The individual change analyses show promising results for the use of telephone-supported ACT self-help for carers of people with MS, with the enhanced self-help group showing more favourable results than the usual care or SH groups. The exploratory group analyses, whilst not powered for statistical significance, support the findings from the individual level analyses; the results indicated that there was a significant difference in scores over time, particularly for the enhanced self-help group on the ZBI, MCSI, and some ACT process measures, between baseline and 3 months, and on one CompACT subscale at 6 months. The lack of statistical significance for the between-group analyses may reflect the small sample size; the small effect sizes and the large confidence intervals (which cross the line of no effect) suggest that the current sample size may be too small to detect any change between groups. However, the within-groups analyses demonstrate differential patterns across groups, with the enhanced self-help group showing statistically significant changes in ZBI and MCSI scores, of large magnitude.
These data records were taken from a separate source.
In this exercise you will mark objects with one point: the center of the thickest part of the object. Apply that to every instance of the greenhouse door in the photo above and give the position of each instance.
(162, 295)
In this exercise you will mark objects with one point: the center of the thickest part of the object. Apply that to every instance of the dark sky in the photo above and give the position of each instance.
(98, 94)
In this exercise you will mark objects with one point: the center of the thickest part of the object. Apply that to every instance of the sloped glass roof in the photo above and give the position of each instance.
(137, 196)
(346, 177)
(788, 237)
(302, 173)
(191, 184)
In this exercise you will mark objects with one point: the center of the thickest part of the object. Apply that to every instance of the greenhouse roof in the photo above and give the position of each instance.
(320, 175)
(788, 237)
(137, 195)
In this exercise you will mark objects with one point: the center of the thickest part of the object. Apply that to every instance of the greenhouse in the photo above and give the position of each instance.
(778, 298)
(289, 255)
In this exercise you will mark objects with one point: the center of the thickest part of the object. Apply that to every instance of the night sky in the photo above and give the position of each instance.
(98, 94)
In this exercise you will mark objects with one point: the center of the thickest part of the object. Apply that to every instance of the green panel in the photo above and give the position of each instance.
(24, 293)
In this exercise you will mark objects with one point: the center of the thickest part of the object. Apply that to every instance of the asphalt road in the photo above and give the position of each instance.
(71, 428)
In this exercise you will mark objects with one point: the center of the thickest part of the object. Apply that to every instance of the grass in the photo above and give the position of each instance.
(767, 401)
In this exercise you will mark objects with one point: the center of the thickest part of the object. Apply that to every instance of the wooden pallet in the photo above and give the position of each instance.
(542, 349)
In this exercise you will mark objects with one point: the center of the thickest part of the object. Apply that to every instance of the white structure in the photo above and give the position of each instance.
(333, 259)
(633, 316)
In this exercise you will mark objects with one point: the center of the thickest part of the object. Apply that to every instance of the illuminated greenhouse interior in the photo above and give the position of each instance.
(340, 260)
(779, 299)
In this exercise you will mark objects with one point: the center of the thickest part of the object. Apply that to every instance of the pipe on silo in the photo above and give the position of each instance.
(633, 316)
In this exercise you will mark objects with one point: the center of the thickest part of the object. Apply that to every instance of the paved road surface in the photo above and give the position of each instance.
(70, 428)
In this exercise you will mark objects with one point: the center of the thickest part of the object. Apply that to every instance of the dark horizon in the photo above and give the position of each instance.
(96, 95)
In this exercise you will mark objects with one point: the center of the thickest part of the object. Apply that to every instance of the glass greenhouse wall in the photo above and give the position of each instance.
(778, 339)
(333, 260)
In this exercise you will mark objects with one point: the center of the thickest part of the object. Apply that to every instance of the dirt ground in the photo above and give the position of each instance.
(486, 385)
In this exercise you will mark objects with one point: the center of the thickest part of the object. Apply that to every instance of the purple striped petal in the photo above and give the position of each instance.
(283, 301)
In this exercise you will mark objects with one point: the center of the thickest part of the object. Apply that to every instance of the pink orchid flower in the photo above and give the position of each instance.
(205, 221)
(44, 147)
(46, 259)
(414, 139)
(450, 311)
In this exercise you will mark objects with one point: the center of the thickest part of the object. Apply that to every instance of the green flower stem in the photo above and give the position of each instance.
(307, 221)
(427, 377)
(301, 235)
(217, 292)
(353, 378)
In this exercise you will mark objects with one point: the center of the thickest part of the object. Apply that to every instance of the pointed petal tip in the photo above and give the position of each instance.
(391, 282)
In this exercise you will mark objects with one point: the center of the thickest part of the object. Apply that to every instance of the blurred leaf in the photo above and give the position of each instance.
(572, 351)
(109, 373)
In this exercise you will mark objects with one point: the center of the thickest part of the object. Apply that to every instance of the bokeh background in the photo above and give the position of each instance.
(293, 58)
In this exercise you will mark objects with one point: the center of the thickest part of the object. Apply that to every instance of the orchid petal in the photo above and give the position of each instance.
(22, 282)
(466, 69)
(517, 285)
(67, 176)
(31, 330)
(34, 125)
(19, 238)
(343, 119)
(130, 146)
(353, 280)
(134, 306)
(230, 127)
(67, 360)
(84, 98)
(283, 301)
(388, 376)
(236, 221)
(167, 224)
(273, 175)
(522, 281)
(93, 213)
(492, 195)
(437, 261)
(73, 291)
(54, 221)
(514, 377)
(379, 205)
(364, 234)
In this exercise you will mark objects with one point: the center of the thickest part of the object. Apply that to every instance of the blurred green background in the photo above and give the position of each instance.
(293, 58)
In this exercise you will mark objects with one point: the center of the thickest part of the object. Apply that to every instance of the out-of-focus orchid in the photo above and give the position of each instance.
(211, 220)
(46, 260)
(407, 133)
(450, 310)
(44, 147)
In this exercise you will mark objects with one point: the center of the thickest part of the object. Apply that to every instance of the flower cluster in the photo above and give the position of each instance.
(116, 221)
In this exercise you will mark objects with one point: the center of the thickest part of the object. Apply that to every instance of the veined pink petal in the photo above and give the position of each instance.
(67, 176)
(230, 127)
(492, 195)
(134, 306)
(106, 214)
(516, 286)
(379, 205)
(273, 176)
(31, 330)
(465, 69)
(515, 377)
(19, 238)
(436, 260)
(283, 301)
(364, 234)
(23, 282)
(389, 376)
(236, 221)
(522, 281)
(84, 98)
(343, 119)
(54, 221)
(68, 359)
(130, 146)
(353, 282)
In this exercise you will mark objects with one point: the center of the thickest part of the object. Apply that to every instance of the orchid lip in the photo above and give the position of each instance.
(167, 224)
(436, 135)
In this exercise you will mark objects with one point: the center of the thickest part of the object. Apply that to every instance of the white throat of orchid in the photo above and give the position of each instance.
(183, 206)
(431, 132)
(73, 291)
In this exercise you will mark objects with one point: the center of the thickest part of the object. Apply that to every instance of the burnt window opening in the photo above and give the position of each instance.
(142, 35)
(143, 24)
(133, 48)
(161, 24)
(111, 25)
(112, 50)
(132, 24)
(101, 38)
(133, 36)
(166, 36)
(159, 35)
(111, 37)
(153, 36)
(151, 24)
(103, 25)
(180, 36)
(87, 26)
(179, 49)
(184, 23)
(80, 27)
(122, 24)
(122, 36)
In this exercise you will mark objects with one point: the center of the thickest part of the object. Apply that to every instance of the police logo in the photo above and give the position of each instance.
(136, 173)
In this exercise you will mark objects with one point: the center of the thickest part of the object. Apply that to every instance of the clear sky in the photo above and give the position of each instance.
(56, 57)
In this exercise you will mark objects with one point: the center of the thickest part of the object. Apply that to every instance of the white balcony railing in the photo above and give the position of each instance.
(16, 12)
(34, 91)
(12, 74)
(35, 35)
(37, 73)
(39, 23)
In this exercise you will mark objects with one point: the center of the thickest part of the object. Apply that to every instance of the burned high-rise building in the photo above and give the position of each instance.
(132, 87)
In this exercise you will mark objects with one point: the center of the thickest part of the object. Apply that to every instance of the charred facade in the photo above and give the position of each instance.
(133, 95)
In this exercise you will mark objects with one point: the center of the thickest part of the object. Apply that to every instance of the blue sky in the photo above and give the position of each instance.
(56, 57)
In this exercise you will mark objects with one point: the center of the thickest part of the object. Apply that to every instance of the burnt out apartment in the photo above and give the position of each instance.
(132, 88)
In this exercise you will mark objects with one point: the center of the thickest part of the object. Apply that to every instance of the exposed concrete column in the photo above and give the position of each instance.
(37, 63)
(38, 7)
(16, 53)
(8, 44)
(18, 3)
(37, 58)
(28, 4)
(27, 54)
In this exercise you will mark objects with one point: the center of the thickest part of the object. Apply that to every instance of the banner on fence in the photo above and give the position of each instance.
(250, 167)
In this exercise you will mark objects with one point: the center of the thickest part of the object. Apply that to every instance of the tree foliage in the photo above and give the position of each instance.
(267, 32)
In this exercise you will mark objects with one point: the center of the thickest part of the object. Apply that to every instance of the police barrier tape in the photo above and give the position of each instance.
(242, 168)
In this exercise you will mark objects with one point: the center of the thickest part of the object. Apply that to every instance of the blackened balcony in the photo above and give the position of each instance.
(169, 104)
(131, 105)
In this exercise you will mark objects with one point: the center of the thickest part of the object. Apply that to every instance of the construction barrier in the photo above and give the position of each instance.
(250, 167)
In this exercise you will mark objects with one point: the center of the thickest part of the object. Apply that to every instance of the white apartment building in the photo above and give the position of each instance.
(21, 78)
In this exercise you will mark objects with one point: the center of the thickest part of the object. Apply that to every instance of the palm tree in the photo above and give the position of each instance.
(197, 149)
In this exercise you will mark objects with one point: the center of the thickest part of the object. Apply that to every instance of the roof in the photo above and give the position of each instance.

In the context of less favourable results for individuals receiving the self-help text alone (and feedback problematising the text/minimising its role in observed changes), positive results in the enhanced self-help group invite scrutiny of the support calls and their therapeutic contribution. Although calls were judged to have fidelity to their intended function (focussed on cueing and supporting self-help adherence) and interviewees identified/affirmed this function (as indicated by quotes in Table 2), it may be that the support calls had additional ‘therapeutic’ functions (e.g. in terms of common relational factors) that potentiated effects in the enhanced self-help arm. Future work could incorporate a control arm for this relational component (e.g. weekly befriending calls) allowing for the specific contribution of the ACT self-help resource to be identified.

Strengths and Limitations

The main limitations of the study were the self-help text itself, alongside recruitment strategy / time frame and some of the measures used, specifically the lack of a validated measure of carer strain specific to carers of people with MS, as well as difficulties with the service use measure. By excluding people with a mental health diagnoses, we may have reduced the clinical utility of this study and therefore recommend that this exclusion criterion be removed for a larger study, which may make the findings more consistent with clinical reality, where psychiatric comorbidity is common (Figved et al., 2007). Furthermore, whilst we can assess potential negative effects of the intervention in the individual change scores (e.g. those showing a deterioration), it is possible that some negative effects were missed by our narrow measurement strategy (focussed on strain and quality of life); moreover, it is possible that any effects (positive or negative) on the participants’ ability to care effectively were not captured.

In conclusion, we believe that a full trial of ACT-based self-help (to include both ‘pure’ self-help and telephone-supported self-help) is warranted, subject to some changes to the study design and protocol. This feasibility study showed preliminary evidence for the effectiveness of the intervention for carers of people with MS. Further work—incorporating consultation with MS carers—needs to be completed ahead of progressing to full trial, with a primary focus on changes to the intervention material, and some changes to the measures used. An internal pilot within a phase III trial would, therefore, be recommended.